Einmal sagte der in Japan lebende amerikanische Autor Ivan Levi zu mir, die japanische Gesellschaft sei Nicht-Japanern verschlossen, auch die japanische Kultur sei nicht offen. Das einzig Offene in Japan sei die Sprache, jeder dürfe sie schreiben. Seine Worte waren ein heftiger Tabu-Bruch für die meisten Japaner, die gerade durch die Unantastbarkeit der heiligen Muttersprache ihre nationale Identität sichern wollen.
In Deutschland würden die meisten Menschen nicht behaupten, daß die deutsche Sprache von anderen nicht angetastet werden darf. Aber indirekt geben sie einem immer wieder zu verstehen, daß die Sprache ein Besitztum sein muß. Sie sagen zum Beispiel, daß man eine Fremdsprache nie so gut beherrschen könne wie die Muttersprache. Man bemerkt sofort, daß das Wichtigste für sie die Beherrschung ist. Meiner Meinung nach ist es überflüssig, eine Sprache zu beherrschen. Entweder hat man eine Beziehung zu ihr oder man hat keine.
Andere sagen, nur in der Muttersprache könne man authentisch seine Gefühle ausdrücken, in einer Fremdsprache lüge man unwillkürlich. Sie fühlen sich bei ihrer Suche nach dem authentischen Gefühl gestört, wenn sie ihre Sprache auf fremden Zungen sehen.
Es gibt auch Menschen, die behaupten, in einer Fremdsprache ist die Kindheit abwesend.
Aber ich fand nirgendwo so viel Kindheit wie in der deutschen Sprache. Schmatzen, schnaufen, schluchzen, schlürfen: viele deutsche Wörter klingen wie Onomatopoesie. Für die Neugeborenen klingt vielleicht jede Sprache so wie Deutsch für mich.

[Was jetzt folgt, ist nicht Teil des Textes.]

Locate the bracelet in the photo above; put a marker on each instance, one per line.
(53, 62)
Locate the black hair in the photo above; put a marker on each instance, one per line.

Yōko Tawada, Überseezungen, konkursbuchverlag, Tübingen 2002
Una volta l'autore americano residente in Giappone Ivan Levi mi disse che la società giapponese è chiusa ai non giapponesi e che anche la cultura giapponese non è aperta. L'unica cosa aperta in Giappone - sosteneva - era la lingua: tutti possono scriverla. Le sue parole erano una violenta rottura di un tabù per la maggioranza dei giapponesi, che proprio attraverso l'inviolabilità della sacra lingua materna vogliono preservare la propria identità nazionale.
In Germania la maggior parte delle persone non sosterrebbe che la lingua tedesca non possa essere violata dagli altri, ma indirettamente continua a dare ad intendere che la lingua debba essere una proprietà. Dicono ad esempio che non si possa essere padroni di una lingua straniera. Si nota subito che la cosa più importante per loro è la padronanza. A mio parere è superfluo essere padroni di una lingua. O si ha una relazione con essa o non se ne ha nessuna.
Altri dicono che solo nella lingua materna si possano esprimere autenticamente i propri sentimenti, e che in una lingua straniera involontariamente si menta. Si sentono infastiditi, nella ricerca del sentimento autentico, quando vedono la loro lingua su lingue straniere.
Ci sono anche persone che sostengono che in una lingua straniera sarebbe assente l'infanzia.
Ma io non ho trovato da nessuna parte altrettanta infanzia come nella lingua tedesca. Schioccare un bacio, sbuffare, singhiozzare, sorbire: molte parole tedesche suonano come onomatopee. Nelle orecchie dei neonati forse ogni lingua suona come il tedesco nelle mie.